Portrait of an Unknown Woman (Gabriel Allon #22) (77)



“The food was awful. And the decor!” She rolled her beautiful dark eyes.

“What about your dinner date?”

“Our conversation was cordial and businesslike. There was nothing romantic about the evening.”

“Why the fancy dress and Cartier watch?”

“They were a demonstration of his power to transform my life. The entire evening was a piece of performance art.”

“You were impressed by him?”

“Quite the opposite, actually. I thought he was a cross between Jay Gatsby and Bud Fox. He was pretending to be something he wasn’t.”

“And what was that?”

“A man of extraordinary wealth and sophistication. A Medici-like patron of the arts.”

“But Phillip was wealthy.”

“Not as wealthy as he claimed to be. And he didn’t know the first thing about art. Phillip gravitated toward the art world because that’s where the money was.”

“Why did he gravitate to you?”

“I was young and beautiful and talented, with an exotic name and Hispanic heritage. He said he was going to turn me into a billion-dollar global brand. He promised to make me rich beyond my wildest dreams.”

“Was any of it true?”

“Only the part about making me rich.”

Phillip acquired Magdalena’s paintings almost as quickly as she could finish them and deposited the money in an account at Masterpiece Art Ventures. The balance soon exceeded $2 million. She left her studio apartment in Alphabet City and settled into a brownstone on West Eleventh Street. Phillip retained ownership of the property but allowed her to live there rent-free. He visited often.

“To see your latest paintings?”

“No,” she answered. “To see me.”

“You were lovers?”

“Love had very little to do with what took place between us, Mr. Allon. It was a bit like our dinner at Le Cirque.”

“Awful?”

“Cordial and businesslike.”

Occasionally Phillip took her to a Broadway performance or a gallery opening. But for the most part he kept her hidden from view in the brownstone, where she spent her days painting, like Rumpelstiltskin’s daughter at her spinning wheel. He assured her that he was arranging a splashy exhibition of her work, one that would turn her into the hottest artist in New York. But when the promised exhibition never materialized, she accused Phillip of deceiving her.

“How did he react?”

“He took me to a loft in Hell’s Kitchen, just off Ninth Avenue.”

“What was in the loft?”

“Paintings.”

“Were any of them genuine?”

“No,” said Magdalena. “Not a single one.”

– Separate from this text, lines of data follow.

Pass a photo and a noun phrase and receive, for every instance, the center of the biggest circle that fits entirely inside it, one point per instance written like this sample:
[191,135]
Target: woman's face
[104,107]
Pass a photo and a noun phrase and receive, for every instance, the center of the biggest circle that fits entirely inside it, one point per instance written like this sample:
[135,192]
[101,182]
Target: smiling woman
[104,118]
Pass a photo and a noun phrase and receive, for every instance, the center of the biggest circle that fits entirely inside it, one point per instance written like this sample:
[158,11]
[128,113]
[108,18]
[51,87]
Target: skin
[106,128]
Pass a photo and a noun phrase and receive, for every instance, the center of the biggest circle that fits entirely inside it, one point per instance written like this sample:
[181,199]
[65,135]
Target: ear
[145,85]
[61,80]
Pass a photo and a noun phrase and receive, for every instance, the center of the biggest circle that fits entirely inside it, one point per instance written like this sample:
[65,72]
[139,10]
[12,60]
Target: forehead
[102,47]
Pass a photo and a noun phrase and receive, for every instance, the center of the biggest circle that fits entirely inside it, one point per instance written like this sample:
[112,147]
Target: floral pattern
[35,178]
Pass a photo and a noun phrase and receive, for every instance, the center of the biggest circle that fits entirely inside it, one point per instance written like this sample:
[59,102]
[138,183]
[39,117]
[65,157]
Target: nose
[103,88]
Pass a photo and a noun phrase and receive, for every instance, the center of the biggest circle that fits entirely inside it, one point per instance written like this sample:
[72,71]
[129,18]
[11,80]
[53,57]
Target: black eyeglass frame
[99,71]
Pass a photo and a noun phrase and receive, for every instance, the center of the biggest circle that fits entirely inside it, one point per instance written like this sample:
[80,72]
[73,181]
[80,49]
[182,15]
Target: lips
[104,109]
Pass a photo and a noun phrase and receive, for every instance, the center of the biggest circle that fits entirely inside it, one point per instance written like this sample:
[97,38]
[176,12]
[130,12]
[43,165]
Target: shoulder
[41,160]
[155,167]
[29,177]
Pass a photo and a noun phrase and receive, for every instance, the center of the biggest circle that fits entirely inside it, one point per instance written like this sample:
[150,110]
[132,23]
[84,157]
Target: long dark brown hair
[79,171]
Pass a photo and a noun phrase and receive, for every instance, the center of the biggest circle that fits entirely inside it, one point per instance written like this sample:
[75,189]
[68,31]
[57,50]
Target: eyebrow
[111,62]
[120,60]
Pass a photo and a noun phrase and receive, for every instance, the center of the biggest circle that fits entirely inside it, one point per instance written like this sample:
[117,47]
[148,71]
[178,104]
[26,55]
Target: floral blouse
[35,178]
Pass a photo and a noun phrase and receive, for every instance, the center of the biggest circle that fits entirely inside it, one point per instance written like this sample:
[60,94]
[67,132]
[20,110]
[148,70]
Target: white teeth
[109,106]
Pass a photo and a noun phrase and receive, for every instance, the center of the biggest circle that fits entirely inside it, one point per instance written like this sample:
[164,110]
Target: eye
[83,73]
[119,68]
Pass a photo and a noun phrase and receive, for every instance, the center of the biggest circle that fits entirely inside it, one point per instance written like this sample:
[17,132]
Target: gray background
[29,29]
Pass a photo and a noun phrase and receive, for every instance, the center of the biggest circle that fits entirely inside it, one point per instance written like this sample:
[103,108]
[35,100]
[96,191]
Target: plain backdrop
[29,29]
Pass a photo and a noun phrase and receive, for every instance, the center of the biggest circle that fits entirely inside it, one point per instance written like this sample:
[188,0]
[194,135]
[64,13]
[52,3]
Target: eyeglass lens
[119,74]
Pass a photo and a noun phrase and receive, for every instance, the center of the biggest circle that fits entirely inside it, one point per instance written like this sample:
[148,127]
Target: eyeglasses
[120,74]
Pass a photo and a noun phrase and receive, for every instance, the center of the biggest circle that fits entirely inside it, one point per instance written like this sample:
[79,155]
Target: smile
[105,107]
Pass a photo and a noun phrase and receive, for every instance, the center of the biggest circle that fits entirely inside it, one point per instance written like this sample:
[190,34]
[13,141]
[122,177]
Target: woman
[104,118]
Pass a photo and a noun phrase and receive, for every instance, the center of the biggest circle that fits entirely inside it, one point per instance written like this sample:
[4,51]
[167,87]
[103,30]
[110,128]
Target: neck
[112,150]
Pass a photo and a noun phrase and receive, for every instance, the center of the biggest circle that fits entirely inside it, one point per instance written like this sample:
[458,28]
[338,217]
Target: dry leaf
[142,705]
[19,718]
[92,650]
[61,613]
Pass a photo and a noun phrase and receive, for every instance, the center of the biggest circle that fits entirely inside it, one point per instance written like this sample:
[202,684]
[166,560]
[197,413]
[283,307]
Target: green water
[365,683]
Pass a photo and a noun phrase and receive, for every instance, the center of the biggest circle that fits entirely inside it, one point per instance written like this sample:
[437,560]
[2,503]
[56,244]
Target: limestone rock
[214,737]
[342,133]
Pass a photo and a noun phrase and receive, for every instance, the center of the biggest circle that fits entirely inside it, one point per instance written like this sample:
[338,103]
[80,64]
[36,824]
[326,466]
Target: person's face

They were, however, works of breathtaking beauty and quality, executed by a forger of immense talent and technical skill. He had not copied existing paintings. Instead, he had cleverly imitated the style of an Old Master artist to create a picture that could be passed off as newly rediscovered. All of the canvases, stretchers, and frames were appropriate to their period and school, as were the pigments. Which meant that none of the paintings could ever be exposed as forgeries by a scientific evaluation.

“Did Phillip tell you the forger’s name that night?”

“Of course not. Phillip has never told me his name.”

“You don’t really expect us to believe that, do you?”

“Why would he tell me such a thing? Besides, the forger’s name wasn’t relevant to what Phillip wanted me to do.”

“Which was?”

“Sell the paintings, of course.”

“But why you?”

“Why not me? I was a trained art historian and a former drug dealer who knew how to walk into a room with a quarter-ounce of cocaine and walk out with the money. I was also the daughter of an art dealer from Seville.”

“A perfect point of entry for the European market.”

“And a perfect place to take a few forged paintings out for a test drive,” she added.

“But why would a wildly successful businessman like Phillip Somerset want to get mixed up in art fraud?”

“You tell me, Mr. Allon.”

“Because the businessman wasn’t so wildly successful after all.”

Magdalena nodded in agreement. “Masterpiece Art Ventures was a bust from the beginning. Even when art prices were soaring, Phillip was never able get the trading formula right. He needed some sure bets to show his investors a profit.”

“And you agreed to this scheme?”

“Not at first.”

“What changed your mind?”

“Another two million dollars in my account at Masterpiece Art Ventures.”

Magdalena returned to Seville a month later and took delivery of the first six paintings from New York. The shipping documents described them as Old Master works of minimal value, all produced by later followers or imitators of the masters themselves. But when Magdalena offered them for sale at her father’s gallery, she inflated the attributions to “circle of” or “workshop of,” which increased the value of the works substantially. Within a few weeks, all six paintings had been snatched up by her father’s wealthy Seville clientele. Magdalena gave him a 10 percent cut of the profits and transferred the rest of the money to Masterpiece Art Ventures through an account in Liechtenstein.